Don Muzakir menilai kebutuhan bahan pangan dalam jumlah besar untuk mendukung MBG harus menjadi peluang bagi produksi pangan dalam negeri. Petani, peternak, dan nelayan lokal, menurut dia, perlu mendapatkan kesempatan lebih besar untuk masuk dalam rantai pasok program tersebut.

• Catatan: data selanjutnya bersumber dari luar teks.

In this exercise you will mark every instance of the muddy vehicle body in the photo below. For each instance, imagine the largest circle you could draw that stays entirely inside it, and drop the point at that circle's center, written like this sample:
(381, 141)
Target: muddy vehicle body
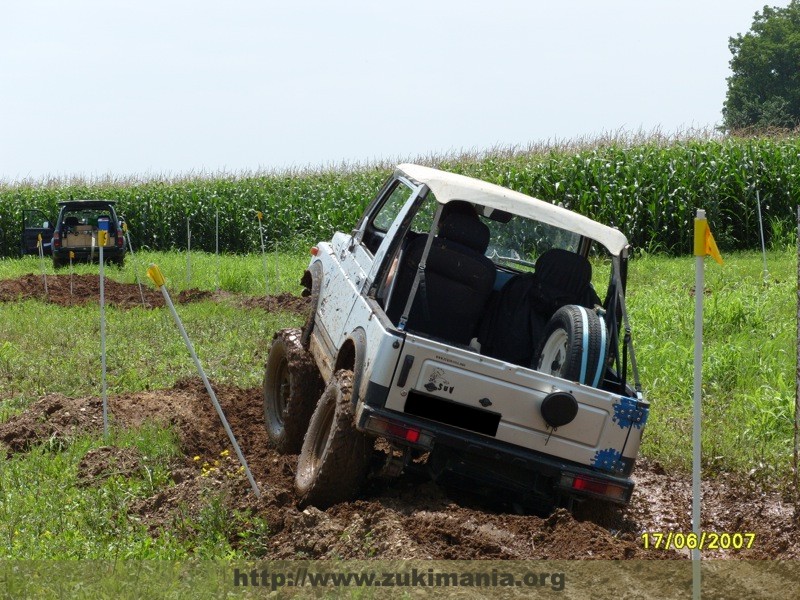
(458, 329)
(75, 230)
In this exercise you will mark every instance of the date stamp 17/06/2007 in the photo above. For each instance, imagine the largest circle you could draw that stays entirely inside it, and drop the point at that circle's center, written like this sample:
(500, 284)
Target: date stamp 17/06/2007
(705, 540)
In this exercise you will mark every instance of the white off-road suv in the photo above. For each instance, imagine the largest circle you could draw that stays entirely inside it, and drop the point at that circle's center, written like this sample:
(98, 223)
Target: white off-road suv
(459, 329)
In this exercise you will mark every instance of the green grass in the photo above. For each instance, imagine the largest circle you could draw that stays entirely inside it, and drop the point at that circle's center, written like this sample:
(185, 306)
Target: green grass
(749, 354)
(748, 403)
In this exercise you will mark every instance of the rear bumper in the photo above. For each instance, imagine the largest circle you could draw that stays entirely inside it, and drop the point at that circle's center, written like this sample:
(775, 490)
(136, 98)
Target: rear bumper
(476, 463)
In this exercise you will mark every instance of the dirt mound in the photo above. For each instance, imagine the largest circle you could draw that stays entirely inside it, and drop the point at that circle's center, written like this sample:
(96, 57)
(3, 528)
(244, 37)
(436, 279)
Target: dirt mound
(104, 462)
(410, 517)
(66, 290)
(283, 301)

“Kalau bahan pangan untuk MBG semakin banyak dipenuhi dari hasil petani, peternak, dan nelayan kita sendiri, manfaat ekonominya akan semakin luas. Program ini bukan hanya berbicara soal memberikan makanan, tetapi juga bisa menggerakkan ekonomi masyarakat,” ujar Don Muzakir.
Median juga mencatat adanya perbedaan pendapat masyarakat mengenai keberlanjutan MBG. Sebanyak 36,1 persen responden menginginkan program tersebut tetap dilanjutkan. Sementara 34,2 persen responden meminta MBG dihentikan sementara untuk diperbaiki.
Don Muzakir menilai perbedaan pendapat tersebut harus menjadi bahan evaluasi bagi pemerintah. Kritik terhadap pelaksanaan program, menurut dia, perlu dijadikan masukan untuk memperbaiki sistem.
“Kritik dan masukan harus menjadi bagian dari evaluasi. Kalau ada yang kurang, perbaiki. Kalau ada yang tidak sesuai aturan, tindak. Tetapi kita juga harus melihat bahwa banyak masyarakat yang sudah merasakan manfaatnya,” kata Don Muzakir.
Ia menegaskan keselamatan penerima manfaat, kualitas makanan, kebersihan, dan pengawasan harus menjadi perhatian utama dalam pelaksanaan MBG. Setiap pihak yang terlibat dalam program tersebut harus menjalankan standar operasional secara disiplin.
“Program sebesar MBG tentu membutuhkan pengawasan yang kuat. Jangan ada kompromi terhadap pelanggaran yang bisa membahayakan penerima manfaat. Standar harus dijalankan dengan disiplin,” ujarnya.
Don Muzakir berharap pemerintah terus melakukan evaluasi dan memperbaiki berbagai persoalan yang muncul di lapangan. Namun, perbaikan tersebut harus dilakukan tanpa menghilangkan tujuan utama MBG untuk meningkatkan pemenuhan gizi masyarakat.
“Presiden Prabowo sudah menunjukkan keberpihakan melalui program-program yang langsung menyentuh rakyat. Tugas kita bersama adalah mengawal agar MBG semakin baik, tepat sasaran, aman, dan benar-benar memberikan manfaat bagi masyarakat,” pungkas Don Muzakir.
Selain itu Don Muzakir juga mengapresiasi langkah Kepala Badan Gizi Nasional (BGN) Sudaryono dalam melakukan pembenahan tata kelola Program Makan Bergizi Gratis. Menurutnya, berbagai langkah perbaikan yang dilakukan menunjukkan pemerintah tidak menutup mata terhadap persoalan yang muncul dalam pelaksanaan MBG.
“Kami melihat kerja Kepala BGN, Sudaryono, semakin bagus. Langkah-langkah yang dilakukan untuk memperbaiki tata kelola dapur MBG perlu kita dukung bersama. Program sebesar ini memang harus terus dievaluasi dan diperbaiki agar pelaksanaannya semakin baik,” kata Don Muzakir.
Menurut Don Muzakir, pembenahan tata kelola dapur menjadi bagian penting dalam menjaga kualitas dan keamanan makanan bagi para penerima manfaat. Pengawasan terhadap pelaksanaan standar operasional juga harus dilakukan secara konsisten.
“Yang terpenting adalah setiap persoalan yang ditemukan harus segera diperbaiki. Jangan dibiarkan berulang. Kami mendukung langkah BGN untuk memperkuat pengawasan dan memastikan dapur MBG bekerja sesuai standar yang telah ditetapkan,” ujarnya.
Don Muzakir menilai perbaikan tata kelola tidak berarti program MBG gagal. Justru, menurut dia, evaluasi dan pembenahan menunjukkan adanya upaya untuk memastikan program berjalan lebih baik dan manfaatnya benar-benar sampai kepada masyarakat.
“Kita harus melihat perbaikan ini sebagai proses. Programnya besar, penerima manfaatnya juga sangat banyak. Karena itu, tata kelolanya harus terus diperkuat. Kami mendukung langkah Pak Sudaryono dan jajaran BGN untuk membenahi pelaksanaan MBG,” kata Don Muzakir.